O objetivo final para a menina é uma mente renovada e transformada, enquanto o Espírito de Deus usa todos esses mecanismos para trazê-la para um relacionamento saudável com Ele. Se o cavalo não fosse criado para possuir graus variados de fofura e semelhança connosco, seria possível para os humanos cuidar, proteger e trazer cura para o cavalo? Alternativamente, se esses traços não estivessem presentes no cavalo, seria possível que usassem o cavalo como uma ponte terapêutica para a cura emocional e espiritual de outro ser humano?

Bonito: mais do que um sentimento feliz

Como cristãos, sabemos que a fofura não surgiu para aumentar nossa sobrevivência como raça humana. Nosso Deus é o Criador e Sustentador de Suas criaturas – não processos naturais aleatórios.

Se Deus fez a criação para ser uma ilustração física de Seus atributos invisíveis, então parte de Seu propósito maior era criar variados graus de traços de personalidade em humanos e animais. Esses traços apontam para um Ser perfeito que possui todos eles e muito mais.
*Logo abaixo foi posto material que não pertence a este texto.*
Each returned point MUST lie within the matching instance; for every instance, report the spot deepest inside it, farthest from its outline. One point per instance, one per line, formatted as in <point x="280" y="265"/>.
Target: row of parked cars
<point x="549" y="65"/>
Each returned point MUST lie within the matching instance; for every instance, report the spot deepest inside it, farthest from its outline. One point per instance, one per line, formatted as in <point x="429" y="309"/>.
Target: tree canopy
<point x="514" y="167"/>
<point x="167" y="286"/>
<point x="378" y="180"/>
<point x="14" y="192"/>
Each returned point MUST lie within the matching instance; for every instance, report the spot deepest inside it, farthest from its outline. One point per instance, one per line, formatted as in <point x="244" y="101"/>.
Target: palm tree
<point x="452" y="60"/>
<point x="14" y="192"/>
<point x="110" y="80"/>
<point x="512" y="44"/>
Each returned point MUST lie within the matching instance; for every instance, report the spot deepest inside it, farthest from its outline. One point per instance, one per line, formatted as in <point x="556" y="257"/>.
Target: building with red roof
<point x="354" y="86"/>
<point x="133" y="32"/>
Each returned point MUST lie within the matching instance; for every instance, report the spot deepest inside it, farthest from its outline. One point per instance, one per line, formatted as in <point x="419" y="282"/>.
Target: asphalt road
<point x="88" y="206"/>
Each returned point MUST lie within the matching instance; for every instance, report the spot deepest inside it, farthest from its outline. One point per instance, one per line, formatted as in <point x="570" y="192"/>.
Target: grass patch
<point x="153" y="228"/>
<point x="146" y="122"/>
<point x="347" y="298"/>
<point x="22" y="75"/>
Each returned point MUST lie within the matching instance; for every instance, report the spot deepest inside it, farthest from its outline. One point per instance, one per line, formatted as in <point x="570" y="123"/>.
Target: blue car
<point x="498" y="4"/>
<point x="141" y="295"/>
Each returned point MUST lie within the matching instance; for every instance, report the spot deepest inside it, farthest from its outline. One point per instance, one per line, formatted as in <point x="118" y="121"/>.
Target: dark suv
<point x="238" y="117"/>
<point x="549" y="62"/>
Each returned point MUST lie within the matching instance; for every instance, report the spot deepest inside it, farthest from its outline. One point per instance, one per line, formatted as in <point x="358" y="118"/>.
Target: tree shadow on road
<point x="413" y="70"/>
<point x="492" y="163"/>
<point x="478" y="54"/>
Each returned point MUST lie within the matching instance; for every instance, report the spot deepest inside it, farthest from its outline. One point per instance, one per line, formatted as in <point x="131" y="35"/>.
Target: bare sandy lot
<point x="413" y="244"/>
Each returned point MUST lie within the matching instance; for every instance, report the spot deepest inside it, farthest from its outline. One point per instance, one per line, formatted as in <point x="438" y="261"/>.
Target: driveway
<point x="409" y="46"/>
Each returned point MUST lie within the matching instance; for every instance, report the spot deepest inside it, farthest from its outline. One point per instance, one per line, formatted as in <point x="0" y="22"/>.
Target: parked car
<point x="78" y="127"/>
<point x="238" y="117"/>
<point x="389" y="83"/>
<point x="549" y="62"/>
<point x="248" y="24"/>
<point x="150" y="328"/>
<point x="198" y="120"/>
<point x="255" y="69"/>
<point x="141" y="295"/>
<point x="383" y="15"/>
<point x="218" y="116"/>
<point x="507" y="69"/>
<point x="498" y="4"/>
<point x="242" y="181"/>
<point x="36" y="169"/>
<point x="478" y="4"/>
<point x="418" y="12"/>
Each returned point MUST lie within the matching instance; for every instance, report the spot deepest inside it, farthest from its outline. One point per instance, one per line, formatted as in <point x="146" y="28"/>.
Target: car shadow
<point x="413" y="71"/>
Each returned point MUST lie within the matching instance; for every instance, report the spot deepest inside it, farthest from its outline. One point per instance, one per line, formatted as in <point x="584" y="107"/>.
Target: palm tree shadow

Ao reconhecer os reflexos de Seus atributos na criação, nosso olhar é redirecionado para a Sua perfeição, para que possamos dar a Ele toda a glória, honra e louvor.

A pesquisa sugere que o Senhor também tinha um propósito maior para a fofura. Ele a colocou em animais e humanos para estimular as emoções humanas de amor, cuidado e proteção. Ele também deu aos animais, especialmente mamíferos, muitos outros traços em comum com os humanos. Essa similaridade e fofura facilitam nossos relacionamentos com a criação que Deus quer que cuidemos, enquanto exercemos nosso mandato de domínio.

Este cuidado dos animais assume muitas formas. Isso nos leva a cuidar de nossos animais de estimação e animais em nossa propriedade. Também motiva muitos de nós com um objetivo mais amplo, para promover esforços de conservação em todo o planeta, à medida que administramos os recursos da Terra e protegemos os animais à beira da extinção. Outros até fazem uma carreira de treinamento de animais como veículos de cura emocional e espiritual e companheirismo para outros seres humanos.

Devemos reconhecer que essas atividades são apenas pequenas lembranças da maior tarefa de todas. O Criador quer que experimentemos a graça e o perdão de Jesus, nosso Senhor, o Filho de Deus e o Criador do mundo, quando entramos em um relacionamento com Ele. Ele tem um propósito para nós realizarmos, “porque somos obra das Suas mãos, criados em Cristo Jesus para fazer boas obras, as quais Deus preparou antecipadamente para nós fazermos” (Efésios 2:10, NVI).